Known as brain teratoma, the growth is a rare medical condition. For instance, out of 7,000 brain tumours Shahinian has removed as a surgeon, only two were teratomas.

In the past, teratomas have been reported to contain hair, teeth, bone and, in rare occasions eyes, hands, feet and limbs. But how exactly did Karanam feel bearing this health burden for 26 years? “If a couple of people were talking in a room, I wouldn’t understand what was happening,” said the 26-year-old who is a PhD student at Indiana University, US.

To reach Karanam’s brain for the procedure, Shahinian and his team at the Skullbase Institute had to adopt what they called a minimally invasive way of reaching deep into a person’s brain to extract tumours.
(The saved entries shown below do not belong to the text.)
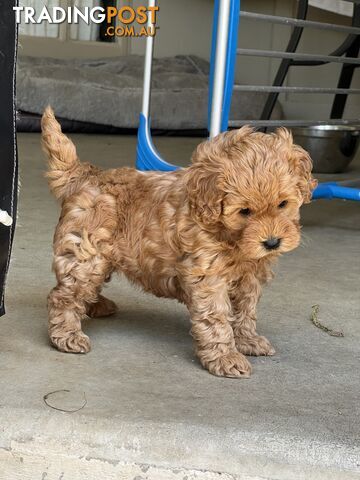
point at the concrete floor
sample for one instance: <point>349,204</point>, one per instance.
<point>152,412</point>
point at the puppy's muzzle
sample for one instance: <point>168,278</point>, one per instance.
<point>272,243</point>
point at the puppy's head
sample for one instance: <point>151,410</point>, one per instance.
<point>247,187</point>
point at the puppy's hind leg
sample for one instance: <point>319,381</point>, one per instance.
<point>78,287</point>
<point>81,262</point>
According to Shahinian, the procedure is a type of keyhole surgery rather than traditional brain surgery, which involves opening the skull and using metal retractors to allow him to insert a microscope deep into the brain.

Shocked when she awoke to learn of Shahinian’s discovery, Karanam branded the tumour her “evil twin sister who has been torturing me for the past 26 years.”

Whereas Shahinian had feared the tumour could be cancerous, tests revealed the mass was benign, and Karanam is expected to make a full recovery in the next two weeks.

Karanam may have cleared her first hurdle of freeing herself from her “evil twin sister” who probably mistook brain for womb. It is however yet to be seen how her newfound freedom will enable her concentrate in school.